Prior to that remark, nothing in court records indicated that the government investigated Jones for three years.
Martin said Jones lost weight.
Gilbert said, "The report says obesity. He looks thin."
Martin said he was obese four years ago.
"I watched him lose his wife, clearly of his own doing," Martin said.
He said Jones cared for his father all year and watched him die.
He said Jones hunted since his youth with his father.
"How much more punishment is needed?" Martin asked.
He said that on July 29, Jones came to terms with IRS on $2.2 million in interest and penalties, due on April 15.
Martin said that as a prosecutor he put many people in jail.
"You didn't put anybody in jail," Gilbert snapped.
"I put people in jail," Gilbert said. "Judges put people in jail."
Martin said, "Since January we have seen a parade of national figures with tax problems."
Gilbert said, "Most of them end up in the Cabinet."
Martin said, "None of them have been prosecuted."
He said doctors want to see Jones in April about colon polyps.
He said doctors who can't figure out why he passes blood in his urine want to see him in October.
He said prison doctors aren't trained or equipped to care for Jones.
He called Jones a good human being with a great big heart, and he sat down.
Gilbert asked, "Is BP here?"
A man in the back of the room raised a hand.
Gilbert asked if he wanted to make a statement.
"I don't want to make a statement," he said.
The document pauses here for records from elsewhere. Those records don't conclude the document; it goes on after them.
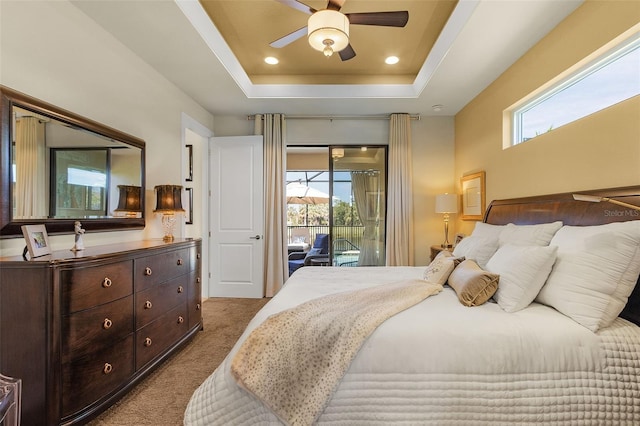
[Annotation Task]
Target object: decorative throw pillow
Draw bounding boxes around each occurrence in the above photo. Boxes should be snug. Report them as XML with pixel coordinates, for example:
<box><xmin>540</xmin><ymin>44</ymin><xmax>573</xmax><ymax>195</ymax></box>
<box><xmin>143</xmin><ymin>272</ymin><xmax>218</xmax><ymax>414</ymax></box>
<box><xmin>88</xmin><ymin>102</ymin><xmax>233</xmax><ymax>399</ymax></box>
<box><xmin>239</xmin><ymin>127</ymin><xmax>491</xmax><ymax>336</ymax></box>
<box><xmin>487</xmin><ymin>244</ymin><xmax>558</xmax><ymax>312</ymax></box>
<box><xmin>536</xmin><ymin>220</ymin><xmax>640</xmax><ymax>332</ymax></box>
<box><xmin>448</xmin><ymin>260</ymin><xmax>500</xmax><ymax>306</ymax></box>
<box><xmin>453</xmin><ymin>235</ymin><xmax>498</xmax><ymax>268</ymax></box>
<box><xmin>498</xmin><ymin>221</ymin><xmax>562</xmax><ymax>246</ymax></box>
<box><xmin>423</xmin><ymin>250</ymin><xmax>464</xmax><ymax>285</ymax></box>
Gilbert told him to state his name. "Ron Benhart," he said.
Gilbert called Jones to the bench and asked if he had anything else to say.
"I made a terrible decision in my life," Jones said.
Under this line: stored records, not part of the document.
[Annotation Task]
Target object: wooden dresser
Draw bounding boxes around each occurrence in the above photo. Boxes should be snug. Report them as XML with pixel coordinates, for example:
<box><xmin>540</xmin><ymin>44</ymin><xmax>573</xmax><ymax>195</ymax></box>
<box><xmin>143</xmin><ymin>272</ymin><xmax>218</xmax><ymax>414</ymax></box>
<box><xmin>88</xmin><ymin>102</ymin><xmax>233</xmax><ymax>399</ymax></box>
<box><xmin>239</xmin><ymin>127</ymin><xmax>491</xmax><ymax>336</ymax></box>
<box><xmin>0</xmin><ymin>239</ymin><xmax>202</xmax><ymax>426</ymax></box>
Gilbert asked, "Why did you do it if you knew it was wrong?"
Jones stammered about how it started and Gilbert cut him off.
"I doubt seriously that you started cheating the government in 2001," Gilbert said.
"That's just as far back as the IRS went," he said.
"You didn't wake up one day and decide to rob a bank," he said.
"You woke up every day and decided to rob the government," he said.
Jones said, "It's easy to fall into, yes it is."
Gilbert said, "You are a good person who did a bad thing."
He said, "We have to sentence the criminal aspect of the individual, though we can take into consideration the good works you have done for the community."
He said that among the factors in sentencing, the kicker was adequate deterrence to criminal conduct.
"You paid a financial and personal penalty, but what kind of message would it send if I put you on probation?" Gilbert said. "It would send a terrible message."
Fifteen months, he said.
He imposed a $75,000 fine, plus $39,654 for incarceration and supervision costs.
He said the Bureau of Prisons operates medical facilities and he would recommend that Jones serve time at one.
He said he was confident that the bureau could handle Jones' health care.